Bibliothèque allemande
dirigée par Nicole Bary
Une collection de littérature allemande ?


À l’origine, il y a toujours un coup de coeur, une passion, le désir irrépressible de faire partager un bonheur de lecture, une découverte. Mais il y a ensuite le désir de transmettre un double regard sur la littérature allemande. L’un est lié à l’histoire, l’autre à la langue. La rencontre de l’écriture de fiction et de la mémoire collective et historique est au coeur de la littérature allemande, toutes générations confondues. Pour les raisons historiques que l’on sait, la société allemande s’est construite depuis le milieu du XXe siècle sur une succession de ruptures – ruptures historiques des années 1945, 1949, 1961, 1968, 1989, ruptures est-ouest dans la division, puis la réunification. Plus inséré dans le champ sociopolitique que le roman français, le roman allemand continue à enregistrer les soubresauts des ruptures comme un sismographe. Au début du XXIe siècle, pas plus Christoph Hein que Wolfgang Hilbig, Volker Braun, Angela Krauss, Jochen Jung ou Ruth Schweikert ne s’incrivent dans la démarche que résumait assez bien le propos de Max Frisch, selon lequel les « intellectuels étaient appelés à prêter assistance aux politiques ».

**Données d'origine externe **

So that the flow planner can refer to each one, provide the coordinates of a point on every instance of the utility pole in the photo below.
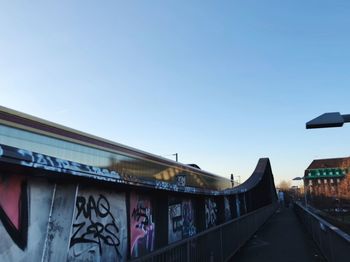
(176, 157)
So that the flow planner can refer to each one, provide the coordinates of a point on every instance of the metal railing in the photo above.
(219, 243)
(333, 243)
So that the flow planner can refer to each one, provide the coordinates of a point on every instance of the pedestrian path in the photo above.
(282, 238)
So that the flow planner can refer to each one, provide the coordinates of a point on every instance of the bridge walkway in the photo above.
(281, 238)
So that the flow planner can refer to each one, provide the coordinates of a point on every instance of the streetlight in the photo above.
(305, 187)
(334, 119)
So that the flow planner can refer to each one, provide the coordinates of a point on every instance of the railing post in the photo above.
(221, 246)
(188, 251)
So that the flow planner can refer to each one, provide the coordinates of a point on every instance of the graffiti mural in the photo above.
(228, 215)
(98, 227)
(181, 219)
(14, 208)
(211, 213)
(142, 227)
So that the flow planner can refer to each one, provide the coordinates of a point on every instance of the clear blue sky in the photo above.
(222, 83)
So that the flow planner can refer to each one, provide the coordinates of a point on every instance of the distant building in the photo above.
(323, 176)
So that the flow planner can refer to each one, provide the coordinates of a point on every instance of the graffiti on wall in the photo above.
(142, 227)
(228, 215)
(181, 219)
(99, 225)
(211, 213)
(14, 208)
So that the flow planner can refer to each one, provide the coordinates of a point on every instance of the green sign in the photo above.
(326, 172)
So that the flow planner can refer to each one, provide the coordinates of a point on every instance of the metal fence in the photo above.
(219, 243)
(333, 243)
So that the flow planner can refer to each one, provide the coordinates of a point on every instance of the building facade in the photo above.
(325, 176)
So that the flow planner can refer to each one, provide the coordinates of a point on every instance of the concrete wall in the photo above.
(44, 221)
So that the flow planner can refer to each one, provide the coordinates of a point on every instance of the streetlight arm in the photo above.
(346, 118)
(334, 119)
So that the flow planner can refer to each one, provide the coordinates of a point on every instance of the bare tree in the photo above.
(284, 185)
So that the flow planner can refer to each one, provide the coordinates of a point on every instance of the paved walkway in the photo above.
(282, 238)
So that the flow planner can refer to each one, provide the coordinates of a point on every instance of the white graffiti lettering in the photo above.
(26, 154)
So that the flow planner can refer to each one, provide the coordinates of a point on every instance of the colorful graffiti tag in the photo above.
(14, 208)
(142, 227)
(228, 214)
(211, 213)
(99, 226)
(181, 219)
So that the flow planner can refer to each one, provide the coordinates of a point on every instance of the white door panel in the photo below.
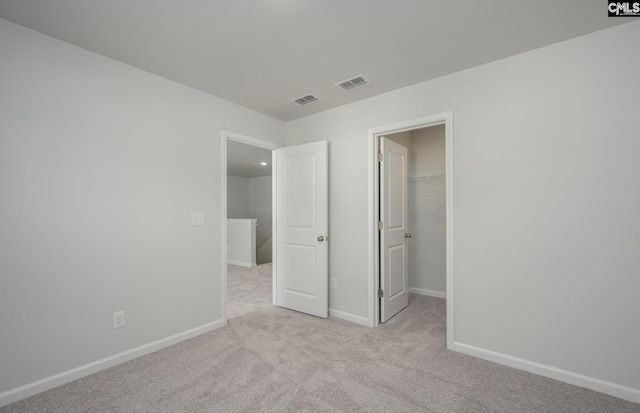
(394, 213)
(302, 225)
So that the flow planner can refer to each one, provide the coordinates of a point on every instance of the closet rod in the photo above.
(427, 177)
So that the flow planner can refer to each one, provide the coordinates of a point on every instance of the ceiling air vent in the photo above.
(306, 99)
(353, 83)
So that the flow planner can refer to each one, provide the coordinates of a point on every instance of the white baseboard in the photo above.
(430, 293)
(59, 379)
(602, 386)
(349, 317)
(242, 264)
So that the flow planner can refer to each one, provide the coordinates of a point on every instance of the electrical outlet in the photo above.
(118, 319)
(197, 218)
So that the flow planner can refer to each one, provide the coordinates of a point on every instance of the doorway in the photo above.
(428, 186)
(243, 170)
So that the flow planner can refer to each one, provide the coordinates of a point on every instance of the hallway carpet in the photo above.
(269, 359)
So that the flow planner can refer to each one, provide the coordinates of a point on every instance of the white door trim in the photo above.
(445, 118)
(228, 135)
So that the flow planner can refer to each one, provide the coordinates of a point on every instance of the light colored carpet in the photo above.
(269, 359)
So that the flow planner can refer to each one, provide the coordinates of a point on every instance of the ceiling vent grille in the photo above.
(353, 83)
(305, 100)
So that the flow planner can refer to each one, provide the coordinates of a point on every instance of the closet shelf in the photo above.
(427, 177)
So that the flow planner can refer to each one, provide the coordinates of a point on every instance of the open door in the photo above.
(301, 255)
(394, 233)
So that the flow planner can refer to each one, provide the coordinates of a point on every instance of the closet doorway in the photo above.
(412, 211)
(247, 214)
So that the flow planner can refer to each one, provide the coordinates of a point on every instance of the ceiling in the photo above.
(262, 54)
(244, 160)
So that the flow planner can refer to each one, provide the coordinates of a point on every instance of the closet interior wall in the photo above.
(427, 212)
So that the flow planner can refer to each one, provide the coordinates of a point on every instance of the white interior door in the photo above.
(394, 214)
(301, 257)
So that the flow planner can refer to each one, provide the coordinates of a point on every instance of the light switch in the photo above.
(197, 218)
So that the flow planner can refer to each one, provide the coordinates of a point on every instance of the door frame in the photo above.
(445, 118)
(225, 137)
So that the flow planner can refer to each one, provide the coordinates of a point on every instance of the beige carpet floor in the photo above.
(269, 359)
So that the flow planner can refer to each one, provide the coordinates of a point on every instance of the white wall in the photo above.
(241, 242)
(545, 214)
(101, 165)
(238, 197)
(260, 207)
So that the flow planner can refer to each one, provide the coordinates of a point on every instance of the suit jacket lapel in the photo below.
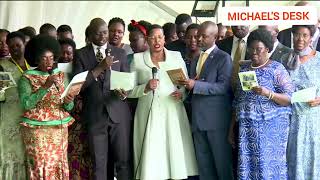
(208, 62)
(91, 60)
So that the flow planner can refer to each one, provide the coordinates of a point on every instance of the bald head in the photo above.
(95, 24)
(274, 30)
(207, 35)
(98, 31)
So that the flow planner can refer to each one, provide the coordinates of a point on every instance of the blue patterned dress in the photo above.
(263, 126)
(304, 134)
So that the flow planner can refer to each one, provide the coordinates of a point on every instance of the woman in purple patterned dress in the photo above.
(263, 113)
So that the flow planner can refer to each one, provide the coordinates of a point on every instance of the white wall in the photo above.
(77, 14)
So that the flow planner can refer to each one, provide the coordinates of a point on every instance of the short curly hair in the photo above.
(64, 28)
(263, 36)
(311, 28)
(169, 29)
(45, 28)
(152, 27)
(193, 26)
(143, 23)
(117, 20)
(183, 18)
(69, 42)
(27, 32)
(39, 45)
(15, 34)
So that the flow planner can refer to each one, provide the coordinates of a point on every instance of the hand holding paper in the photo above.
(75, 84)
(176, 75)
(248, 80)
(122, 80)
(315, 102)
(304, 95)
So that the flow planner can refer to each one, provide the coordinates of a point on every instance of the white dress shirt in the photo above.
(235, 46)
(102, 49)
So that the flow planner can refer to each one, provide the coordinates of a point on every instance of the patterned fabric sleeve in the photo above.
(283, 83)
(28, 99)
(67, 106)
(2, 93)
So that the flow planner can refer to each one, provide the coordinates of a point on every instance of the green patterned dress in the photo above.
(12, 153)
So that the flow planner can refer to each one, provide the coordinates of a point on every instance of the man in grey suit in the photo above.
(211, 105)
(279, 50)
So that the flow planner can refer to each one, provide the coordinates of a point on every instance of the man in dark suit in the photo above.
(108, 118)
(230, 44)
(211, 105)
(182, 22)
(236, 46)
(285, 36)
(279, 50)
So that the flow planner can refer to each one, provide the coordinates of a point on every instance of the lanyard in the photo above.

Libérés de la posture élitaire de l’intellectuel déchiffrant le réel pour en trouver le sens, ils appréhendent dans la fiction une réalité humaine et sociétale en pleine transformation depuis vingt ans. Ils explorent les mémoires familiales et les secrets de famille jalousement gardés, revisitent deux pays disparus depuis 1990 qu’ils n’ont parfois même pas connus et qui ne survivent que dans leur imaginaire. Le second regard s’accroche à l’ambiguïté du mot allemand quand il se rapporte à la littérature : la littéra ture allemande, est-ce celle qui s’écrit et s’inscrit à l’intérieur de l’Allemagne ? Ou l’ensemble plus vaste que forme la littérature de langue allemande auquel appartiennent, outre les écrivains allemands, les autrichiens, les suisses, les roumains du Banat et de Transylvanie ainsi que tous ceux qui ont quitté leur pays et leur langue maternelle pour l’allemand, tous ceux qui, à la croisée de plusieurs cultures et de plusieurs langues, ont choisi l’allemand comme langue d’écriture. Cette diversité, qui n’est pas issue d’une relation colonialiste ou post-colonialiste, induit une fascinante relation à la langue. Elle introduit dans l’écriture distance et étrangeté comme le notait, en son temps, Elias Canetti qui n’apprit l’allemand qu’à l’âge de huit ans : « Je ne suis qu’un hôte dans la langue allemande. L’allemand est une langue qui s’est implantée en moi tardivement, douloureusement. C’est pour cette raison qu’elle est devenue la langue de ma prose littéraire, parce qu’elle est toujours restée pour moi entourée d’une aura d’étrangeté qui charge les mots d’une passion tout à fait particulière. »
À l’époque des retours identitaires, des déracinements, de l’effacement des frontières et du métissage des cultures et des langues, à l’époque de la cyberculture, les écrivains sont d’une grande mobilité qui n’est plus nécessairement vécue comme un exil, ni comme une émigration politique, sociale, économique, mais comme un déplacement fait d’allées et venues, d’allers et de retours, de « diasporisations » transversales et plurielles. C’est dans cette optique que la Bibliothèque allemande publie Saïd, Herta Müller, Sherko Fatah et Galsan Tschinag. Passeurs et passeuses de frontières, leur écriture est habitée par les langues de leur enfance, par leurs rythmes, leurs métaphores et leurs images. Elle distord et enrichit la langue qui la reçoit. Sans doute l’allemand, du fait de sa capacité structurelle à la construction et à la déconstruction, saitil accueillir leur parole dans son étrangeté, leur « être entre-deux-mondes » (Ette) qui fait leur originalité. Ces regards privilégiés sur le champ littéraire allemand n’excluent pas d’autres choix à venir. De nouveaux auteurs rejoindront les « anciens ». Ils ouvriront la voie vers de nouveaux horizons.”